The Guardian, citing sources, said Manafort met with Assange in 2013, 2015 and in the spring of 2016, around the time he joined Trump's campaign.

Both WikiLeaks and Manafort feature prominently in special counsel Robert Mueller's investigation into Russian meddling in the 2016 election. In a court filing on Monday, Mueller accused Manafort of lying to investigators after agreeing to cooperate with the special counsel's office.

The newspaper said it is unclear "why Manafort wanted to see Assange and what was discussed."

Citing a "well-placed source," The Guardian reported that Manafort met with Assange around March 2016, just months before WikiLeaks released Democratic emails believed to be stolen by Russian intelligence officers.

Manafort, the newspaper reported, denied having any involvement in the hack.
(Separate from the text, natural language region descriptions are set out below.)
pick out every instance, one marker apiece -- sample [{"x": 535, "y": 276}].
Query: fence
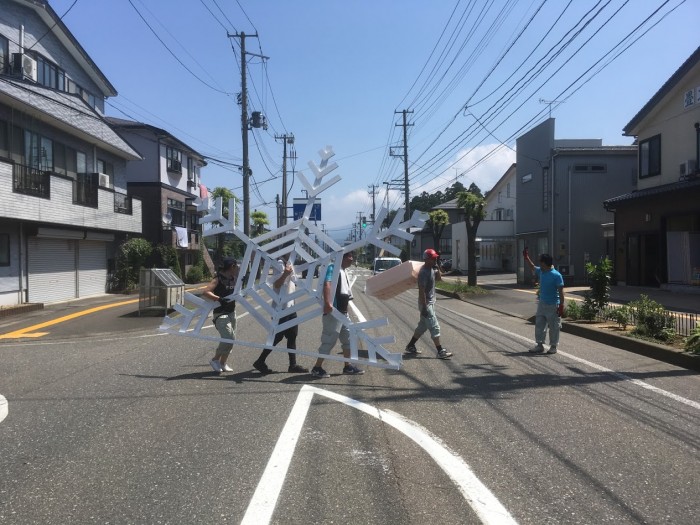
[{"x": 683, "y": 322}]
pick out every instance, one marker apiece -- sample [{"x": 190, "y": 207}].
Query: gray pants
[
  {"x": 332, "y": 330},
  {"x": 545, "y": 317},
  {"x": 226, "y": 326}
]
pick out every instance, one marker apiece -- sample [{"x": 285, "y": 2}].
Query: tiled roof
[
  {"x": 649, "y": 192},
  {"x": 66, "y": 112},
  {"x": 132, "y": 124}
]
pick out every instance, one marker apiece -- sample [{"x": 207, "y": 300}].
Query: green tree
[
  {"x": 474, "y": 212},
  {"x": 437, "y": 220},
  {"x": 259, "y": 220},
  {"x": 132, "y": 255}
]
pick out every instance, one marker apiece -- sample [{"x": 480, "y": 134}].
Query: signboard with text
[{"x": 300, "y": 204}]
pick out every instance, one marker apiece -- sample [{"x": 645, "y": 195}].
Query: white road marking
[
  {"x": 262, "y": 505},
  {"x": 3, "y": 408},
  {"x": 595, "y": 366}
]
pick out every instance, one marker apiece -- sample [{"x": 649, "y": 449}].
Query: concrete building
[
  {"x": 657, "y": 223},
  {"x": 64, "y": 205},
  {"x": 561, "y": 186},
  {"x": 168, "y": 182}
]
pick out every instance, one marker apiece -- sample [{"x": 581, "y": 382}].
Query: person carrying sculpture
[
  {"x": 283, "y": 280},
  {"x": 332, "y": 328},
  {"x": 218, "y": 290},
  {"x": 428, "y": 274}
]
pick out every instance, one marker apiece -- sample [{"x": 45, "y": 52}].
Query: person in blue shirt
[
  {"x": 550, "y": 306},
  {"x": 332, "y": 328}
]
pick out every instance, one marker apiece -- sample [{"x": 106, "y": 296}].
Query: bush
[
  {"x": 692, "y": 342},
  {"x": 573, "y": 310},
  {"x": 166, "y": 257},
  {"x": 652, "y": 319},
  {"x": 599, "y": 276},
  {"x": 194, "y": 275},
  {"x": 132, "y": 255}
]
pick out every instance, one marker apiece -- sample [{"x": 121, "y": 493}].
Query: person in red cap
[{"x": 428, "y": 274}]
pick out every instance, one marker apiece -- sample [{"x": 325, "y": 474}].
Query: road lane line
[
  {"x": 3, "y": 408},
  {"x": 487, "y": 507},
  {"x": 30, "y": 330},
  {"x": 595, "y": 366}
]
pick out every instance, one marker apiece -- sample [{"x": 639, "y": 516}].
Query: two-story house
[
  {"x": 63, "y": 198},
  {"x": 167, "y": 180},
  {"x": 657, "y": 226},
  {"x": 561, "y": 187}
]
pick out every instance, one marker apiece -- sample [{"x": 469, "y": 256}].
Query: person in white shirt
[{"x": 284, "y": 282}]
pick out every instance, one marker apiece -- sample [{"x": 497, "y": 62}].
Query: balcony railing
[
  {"x": 85, "y": 189},
  {"x": 31, "y": 181},
  {"x": 122, "y": 203}
]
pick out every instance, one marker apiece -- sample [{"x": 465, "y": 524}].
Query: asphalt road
[{"x": 109, "y": 421}]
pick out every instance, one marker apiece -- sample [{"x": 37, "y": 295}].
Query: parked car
[
  {"x": 445, "y": 264},
  {"x": 384, "y": 263}
]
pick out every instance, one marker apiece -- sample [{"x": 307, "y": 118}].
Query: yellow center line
[{"x": 30, "y": 330}]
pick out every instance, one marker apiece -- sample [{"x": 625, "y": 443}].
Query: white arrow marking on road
[
  {"x": 3, "y": 408},
  {"x": 262, "y": 505}
]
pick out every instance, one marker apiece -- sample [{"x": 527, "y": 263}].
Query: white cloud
[{"x": 483, "y": 165}]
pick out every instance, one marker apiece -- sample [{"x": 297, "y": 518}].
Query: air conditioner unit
[
  {"x": 687, "y": 168},
  {"x": 25, "y": 66}
]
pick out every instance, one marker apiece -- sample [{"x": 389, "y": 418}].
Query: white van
[{"x": 384, "y": 263}]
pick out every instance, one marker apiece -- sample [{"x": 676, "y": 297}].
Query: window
[
  {"x": 4, "y": 249},
  {"x": 177, "y": 212},
  {"x": 650, "y": 157},
  {"x": 4, "y": 140},
  {"x": 38, "y": 151},
  {"x": 173, "y": 159},
  {"x": 590, "y": 168},
  {"x": 4, "y": 55},
  {"x": 105, "y": 167}
]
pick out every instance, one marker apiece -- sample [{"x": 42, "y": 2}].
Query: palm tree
[
  {"x": 226, "y": 195},
  {"x": 259, "y": 220},
  {"x": 474, "y": 212}
]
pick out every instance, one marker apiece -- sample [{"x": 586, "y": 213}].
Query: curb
[
  {"x": 20, "y": 309},
  {"x": 637, "y": 346}
]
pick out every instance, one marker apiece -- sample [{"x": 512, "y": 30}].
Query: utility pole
[
  {"x": 407, "y": 212},
  {"x": 373, "y": 193},
  {"x": 286, "y": 139},
  {"x": 244, "y": 129}
]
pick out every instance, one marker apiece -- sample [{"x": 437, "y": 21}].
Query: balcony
[
  {"x": 122, "y": 203},
  {"x": 31, "y": 181}
]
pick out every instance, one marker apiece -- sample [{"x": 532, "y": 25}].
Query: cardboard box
[{"x": 394, "y": 281}]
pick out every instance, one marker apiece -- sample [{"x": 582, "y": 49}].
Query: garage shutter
[
  {"x": 51, "y": 270},
  {"x": 92, "y": 268}
]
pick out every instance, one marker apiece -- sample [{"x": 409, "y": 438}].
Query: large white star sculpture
[{"x": 300, "y": 239}]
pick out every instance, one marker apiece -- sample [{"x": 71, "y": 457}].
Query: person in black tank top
[{"x": 218, "y": 289}]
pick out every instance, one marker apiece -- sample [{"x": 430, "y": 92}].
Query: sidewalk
[{"x": 509, "y": 298}]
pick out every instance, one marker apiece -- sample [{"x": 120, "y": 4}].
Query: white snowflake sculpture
[{"x": 301, "y": 239}]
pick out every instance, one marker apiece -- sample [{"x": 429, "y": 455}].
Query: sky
[{"x": 472, "y": 76}]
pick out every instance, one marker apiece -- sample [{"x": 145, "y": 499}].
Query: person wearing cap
[
  {"x": 332, "y": 328},
  {"x": 218, "y": 290},
  {"x": 550, "y": 302},
  {"x": 428, "y": 274},
  {"x": 283, "y": 280}
]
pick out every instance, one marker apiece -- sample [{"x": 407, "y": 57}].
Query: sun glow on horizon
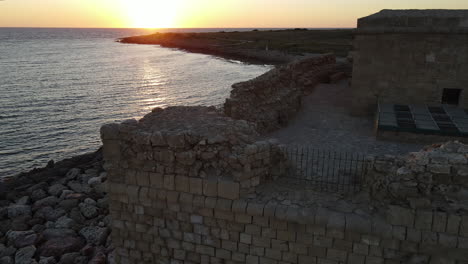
[{"x": 151, "y": 13}]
His lawyers declined to answer the Guardian's questions about the visits and have not responded to CNN's inquiries.

WikiLeaks denied the report shortly after it was published.

"Remember this day when the Guardian permitted a serial fabricator to totally destroy the paper's reputation. ⁦‪@wikileaks⁩ is willing to bet the Guardian a million dollars and its editor's head that Manafort never met Assange."

The newspaper also reported that an internal document written by Ecuador's intelligence agency and seen by The Guardian contains Manafort's name on a list of "well-known" guests at the embassy in 2013. The list, according to the newspaper, also mentions "Russians."

For more than a year now, Manafort has been at the heart of several unresolved threads of the Mueller investigation. He had been in the room for the Trump Tower meeting with Russians who touted they had incriminating information about Hillary Clinton; and he had allegedly offered private briefings on the campaign to a Russian oligarch to whom he was indebted, according to The Washington Post.

Manafort pleaded guilty to conspiracy and witness tampering on September 14, almost a year after he was first charged and following his conviction by a jury in a separate but related case on eight tax and banking crimes.